La lucha contra la corrupción de Hu, con ser justa, abriga dos sospechas. En primer lugar, su eficacia. Siendo juez y parte al mismo tiempo, y excluyendo tanto la transparencia como la participación social, la credibilidad del PCCh está en entredicho. El cese de Chen Liangyu puede interpretarse como una demostración de que el Partido no se amilana ni ante el mayor rango, pero también como una clara señal de que el magma corruptor alcanza todos los confines del poder, la cima incluida. En segundo lugar, su instrumentalización. Ese control de lo que se debe y no se debe hacer, de lo que es oportuno o inoportuno, tiende a traducirse en términos de lucha política interna, alentando el escepticismo social sobre las últimas intenciones de tan benigno cometido que, a priori, contaría siempre con el apoyo de una sociedad muy hastiada de la corrupción.
La medida del éxito o fracaso de la estrategia de Hu se determinará, esencialmente, en función de la radiografía de la Comisión Permanente del Buró Político que salga elegida en el XVII Congreso del PCCh. Hay miembros que se pueden dar por jubilados, entre ellos el citado Huang Ju; también Luo Gan, el poderoso responsable de seguridad, del clan de Shandong; igualmente, Wu Guanzheng, responsable de disciplina. Con Hu podrían continuar: Wen Jiabao, su primer ministro; Li Changchun o Wu Bangguo, presidente de la Asamblea Popular Nacional. En la cuerda floja se encontrarían Jia Qinglin, presidente de la Conferencia Consultiva Política del Pueblo Chino y, sobre todo, el vicepresidente del Estado, Zeng Qinghong. Este último es el principal valido de Jiang Zemin en la cúpula del poder chino y el principal exponente del éxito de la estrategia de Hu vendrá determinado por la derrota de Zhen.
Se trata de una batalla por el poder, pero hay más. Detrás de las opciones personales de unos y de otros, existen matices importantes en la política a desarrollar.
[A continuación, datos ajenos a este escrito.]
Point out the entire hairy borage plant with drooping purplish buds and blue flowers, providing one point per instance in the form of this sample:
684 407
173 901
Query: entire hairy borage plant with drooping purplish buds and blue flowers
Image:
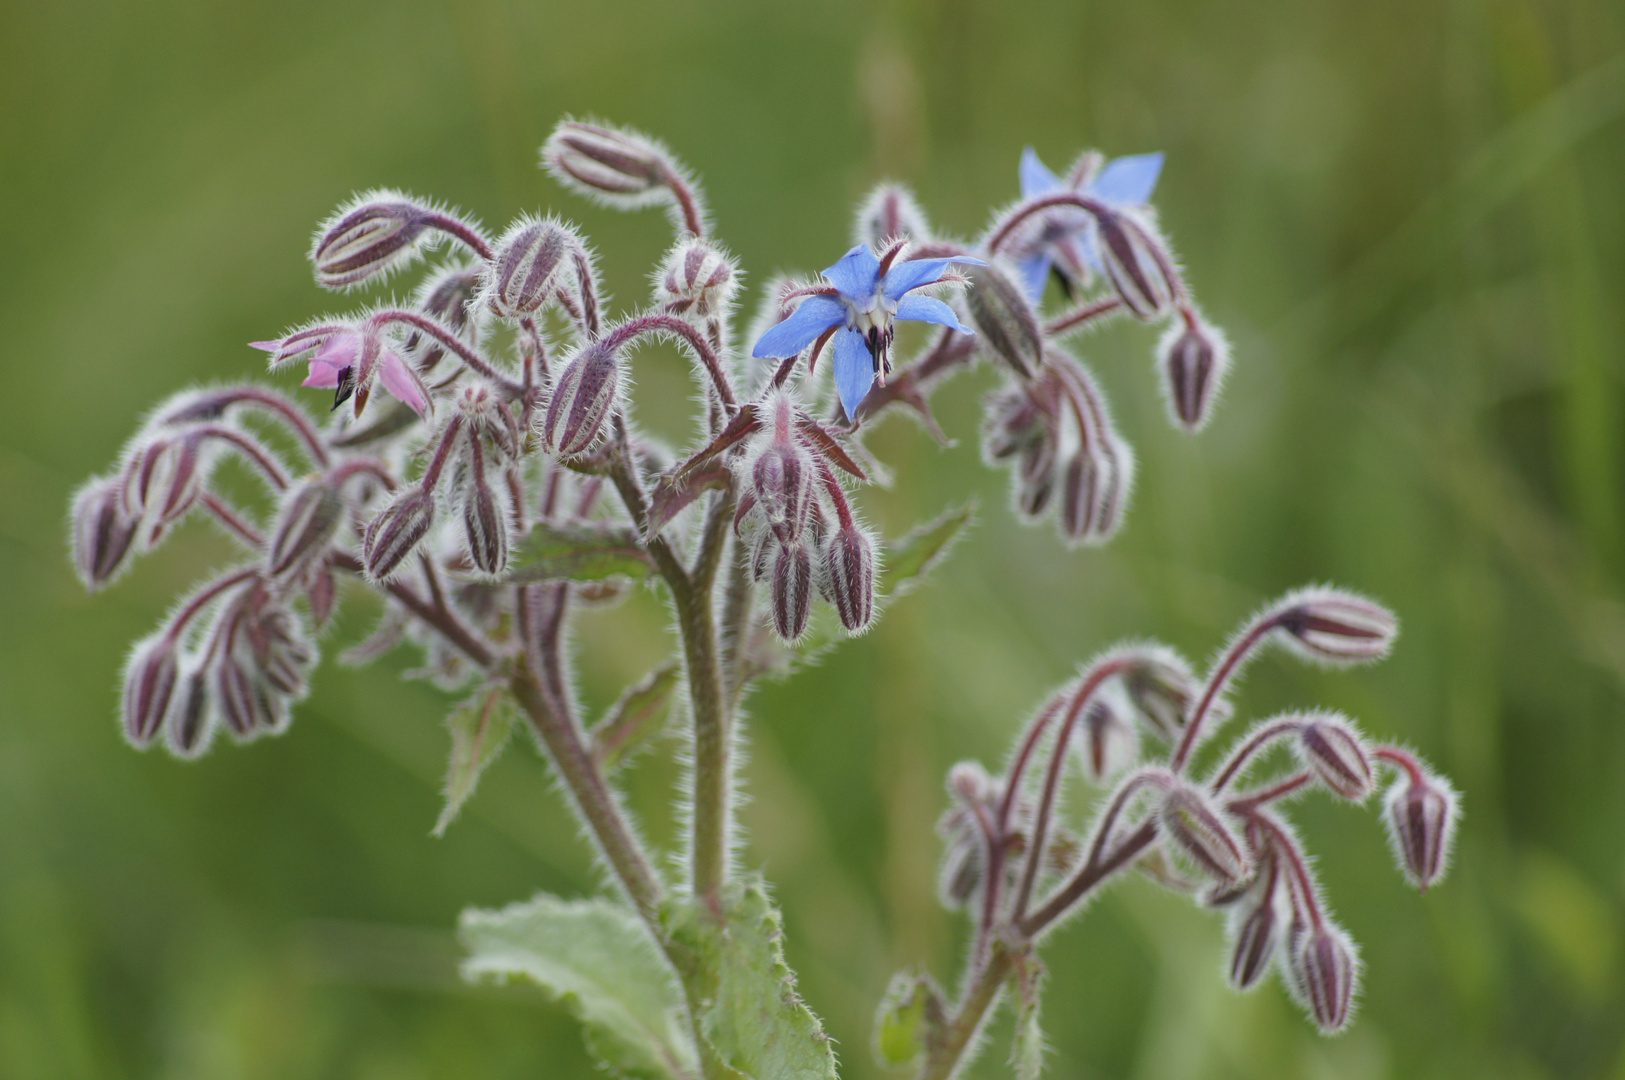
498 485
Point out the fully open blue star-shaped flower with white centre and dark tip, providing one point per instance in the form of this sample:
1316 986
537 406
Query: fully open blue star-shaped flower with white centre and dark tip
867 296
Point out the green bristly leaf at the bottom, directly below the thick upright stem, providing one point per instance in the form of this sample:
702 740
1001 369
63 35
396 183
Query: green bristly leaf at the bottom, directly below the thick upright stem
753 1017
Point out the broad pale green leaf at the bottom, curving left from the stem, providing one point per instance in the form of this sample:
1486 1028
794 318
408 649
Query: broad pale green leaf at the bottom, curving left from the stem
599 961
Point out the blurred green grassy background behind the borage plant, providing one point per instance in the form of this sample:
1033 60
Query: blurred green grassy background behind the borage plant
1408 215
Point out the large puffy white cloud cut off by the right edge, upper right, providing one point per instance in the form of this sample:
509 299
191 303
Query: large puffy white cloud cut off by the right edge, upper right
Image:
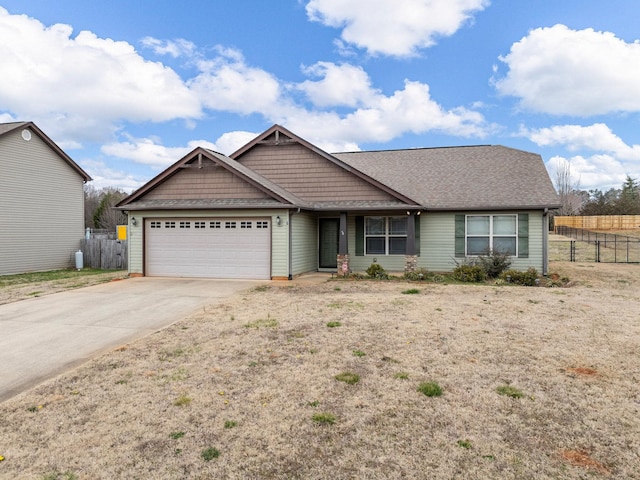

No es solo cuestión del ritmo de la reforma, sino también de su orientación final. Siguiendo la estela taiwanesa, algunos consideran llegada la hora de poner proa a una reforma política que en el plazo de una década pueda convertir a China en un país internacionalmente homologable. Hu parece resistirse a tirar la toalla, y sigue postulando la vigencia de la actual política concediendo la máxima prioridad a la revitalización del Partido y a la solución de los desequilibrios territoriales y sociales, exacerbados durante el largo mandato de su antecesor, Jiang Zemin.